« Délai de grâce » de Adelheid Duvanel

Née à Bâle en 1936, Adelheid Duvanel eut une vie marquée par les épreuves. Très tôt diagnostiquée schizophrène, internée, traitée à l’insuline et aux électrochocs, elle dut encore affronter la toxicomanie de sa seule fille, puis le décès de celle-ci dans les années 80. En 1996, par une nuit de juillet exceptionnellement froide, elle est trouvée en état d’hypothermie par un cavalier dans une forêt non loin de Bâle. Elle avait absorbé une grande quantité de somnifères. Elle mourra le 11 juillet.

Toute petite déjà, Adelheid Duvanel écrivait de très courts textes, assortis de dessins, qu’elle lisait à ses frères et sœurs. Malgré la douloureuse tragédie que fut sa vie, elle n’eut de cesse d’explorer et d’explorer encore la forme courte. Jusqu’à lui créer un écrin radicalement neuf. Peu lue de son vivant, son oeuvre fait aujourd’hui l’objet d’une véritable redécouverte.

C’est étonnant comme un mouvement de paupières efface le monde entier.

Chacune des très courtes proses qui composent Délai de grâce met en scène un personnage « différent ». Une enfant attardée lors de la rentrée des classes. Une jeune femme dont les parents ont obtenu la garde de sa fille. Un vieil homme dans un hospice. Un SDF. Tous sont ce que l’on pourrait nommer des êtres dérangés, radicalement autres, des « inaptes à la vie » dont le seul maintien dans le monde qui les entoure tient du défi permanent ou du miracle.

Grolo voulait acheter des cartouches pour son stylo à encre, mais le mot « cartouche » ne lui revenait pas à l’esprit, aussi écrivait-il au stylo à bille.

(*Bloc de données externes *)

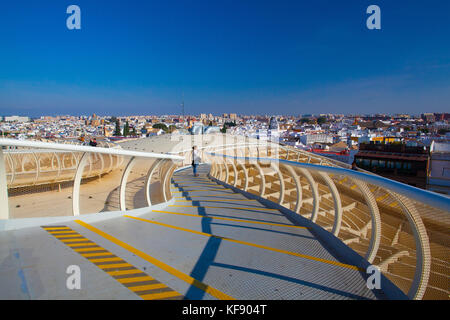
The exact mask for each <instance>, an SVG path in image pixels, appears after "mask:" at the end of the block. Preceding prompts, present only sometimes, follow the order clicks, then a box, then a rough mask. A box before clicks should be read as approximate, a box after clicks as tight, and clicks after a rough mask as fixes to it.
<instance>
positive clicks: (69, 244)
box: [60, 240, 103, 251]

En une page, une page et demi, rarement plus, Adelheid Duvanel parvient à nous enserrer dans ces vies bancales et à nous les rendre proches. Et, en nous permettant de percevoir l’équilibre fragile qui les rend malgré tout possibles, elle nous renvoie subtilement à nos propres tâtonnements. Maîtresse incontestée de la forme courte, elle est parvenue à conjuguer dans un même espace tout à la fois étrange, facétieux et bouleversant, l’extraordinaire originalité du regard « différent » (qu’il soit celui de l’enfant, du « dérangé » ou du rêveur) et la rigueur pointilliste d’une conteuse hors pair.

Chacune de ces histoires forme un monde en soi. Une monade. Tout y est. Rien n’y manque. Elles sont comme des petits cercles dessinés à la main. Des petits cercles hésitants, délicats, qui entourent quelque chose. On ne sait pas toujours bien quoi. On sait juste que c’est infiniment précieux.

La fin était toujours en même temps un début. Il n’y avait pas de droites, il n’y avait que des cercles. Elle ne peignit plus dès lors que des cercles.

Adelheid Duvanel, Délai de grâce, 2018, Vies Parallèles, trad. Catherine Fagnot.